Comme si quelque chose en lui avait perçu la sincérité tranquille de son contact. Une main qui ne cherchait pas à sonder. Qui n’analysait pas. Qui n’attendait rien.
Je suis resté.

Plus tard dans la soirée, après le départ des invités, encore sous le choc, Daniel trouva Hannah dans la cuisine, près de l’évier. Ses mains tremblaient légèrement. Elle semblait aussi bouleversée que lui.
Il ne l’a pas interrogée.
Je n’ai pas demandé comment ni pourquoi.
Il a simplement dit, la voix tremblante :
« Merci… de m’avoir rendu mon fils. »
Hannah secoua la tête.
« Je n’ai rien fait, monsieur. Je… je ne voulais juste pas qu’il se sente seul. »
Daniel déglutit difficilement.
« Non », dit-il doucement. « Tu as fait ce que personne d’autre n’a pu. Tu l’as atteint. »

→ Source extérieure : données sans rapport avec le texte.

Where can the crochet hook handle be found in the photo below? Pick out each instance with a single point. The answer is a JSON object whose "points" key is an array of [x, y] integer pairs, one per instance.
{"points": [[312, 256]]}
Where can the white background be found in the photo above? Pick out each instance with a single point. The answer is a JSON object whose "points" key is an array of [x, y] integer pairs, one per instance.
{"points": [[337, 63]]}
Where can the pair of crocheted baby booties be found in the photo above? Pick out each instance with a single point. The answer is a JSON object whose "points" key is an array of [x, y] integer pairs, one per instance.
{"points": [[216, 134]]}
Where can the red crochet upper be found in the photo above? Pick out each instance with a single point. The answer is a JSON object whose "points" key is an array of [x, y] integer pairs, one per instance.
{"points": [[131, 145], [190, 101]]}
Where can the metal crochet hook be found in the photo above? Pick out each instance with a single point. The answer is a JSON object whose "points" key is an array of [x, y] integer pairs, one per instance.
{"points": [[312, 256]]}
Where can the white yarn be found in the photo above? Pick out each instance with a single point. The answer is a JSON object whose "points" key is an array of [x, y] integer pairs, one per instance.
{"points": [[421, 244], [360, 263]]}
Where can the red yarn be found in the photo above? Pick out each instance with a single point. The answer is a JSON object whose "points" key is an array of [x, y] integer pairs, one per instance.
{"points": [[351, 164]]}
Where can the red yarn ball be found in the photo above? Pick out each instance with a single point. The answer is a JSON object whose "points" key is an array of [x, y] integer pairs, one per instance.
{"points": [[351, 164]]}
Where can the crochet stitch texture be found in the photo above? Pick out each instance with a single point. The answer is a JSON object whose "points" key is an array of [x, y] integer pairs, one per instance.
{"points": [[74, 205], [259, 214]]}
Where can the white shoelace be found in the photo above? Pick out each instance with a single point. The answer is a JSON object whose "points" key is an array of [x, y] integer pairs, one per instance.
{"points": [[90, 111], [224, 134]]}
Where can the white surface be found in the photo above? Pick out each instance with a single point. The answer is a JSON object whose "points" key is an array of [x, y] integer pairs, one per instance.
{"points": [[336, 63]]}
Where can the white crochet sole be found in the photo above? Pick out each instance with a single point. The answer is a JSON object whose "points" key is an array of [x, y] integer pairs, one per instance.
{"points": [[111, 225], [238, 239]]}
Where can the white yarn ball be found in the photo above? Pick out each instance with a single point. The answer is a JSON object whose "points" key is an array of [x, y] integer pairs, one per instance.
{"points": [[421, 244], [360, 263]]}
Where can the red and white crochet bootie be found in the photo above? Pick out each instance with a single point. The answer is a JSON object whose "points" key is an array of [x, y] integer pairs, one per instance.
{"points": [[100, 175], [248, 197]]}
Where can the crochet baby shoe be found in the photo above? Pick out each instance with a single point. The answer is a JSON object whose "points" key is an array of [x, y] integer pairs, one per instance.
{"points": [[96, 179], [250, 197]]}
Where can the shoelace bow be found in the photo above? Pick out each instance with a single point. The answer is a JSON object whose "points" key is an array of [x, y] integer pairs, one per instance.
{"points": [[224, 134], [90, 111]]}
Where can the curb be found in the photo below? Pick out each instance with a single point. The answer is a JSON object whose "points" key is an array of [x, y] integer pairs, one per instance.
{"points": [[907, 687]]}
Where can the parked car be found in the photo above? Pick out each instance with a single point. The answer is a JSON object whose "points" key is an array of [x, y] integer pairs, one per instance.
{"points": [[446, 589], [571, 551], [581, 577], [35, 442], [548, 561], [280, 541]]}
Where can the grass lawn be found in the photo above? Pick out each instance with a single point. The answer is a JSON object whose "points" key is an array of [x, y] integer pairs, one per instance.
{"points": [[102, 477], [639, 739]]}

À partir de cette nuit-là, le silence commença à se fissurer.
Les mots de Noé revinrent lentement. Un à un. Puis de courtes phrases. Certains jours redevenaient calmes, mais le mur n’était plus solide.
Le manoir a lui aussi changé.
On commençait à se sentir de nouveau chez soi, dans un endroit où la lumière pouvait s’installer au lieu de disparaître.
Tout cela à cause d’une femme ordinaire.
Aucun diplôme prestigieux.
Aucune gloire.
Pas de titre particulier.
Un simple cœur qui a perçu la solitude d’un enfant et a choisi d’y répondre.
Une petite touche.
Un moment simple.
Mais cela a ouvert une porte restée close pendant deux ans.
En réalité, les miracles arrivent rarement en grande pompe.
Ils arrivent discrètement — quand quelqu’un choisit la bienveillance.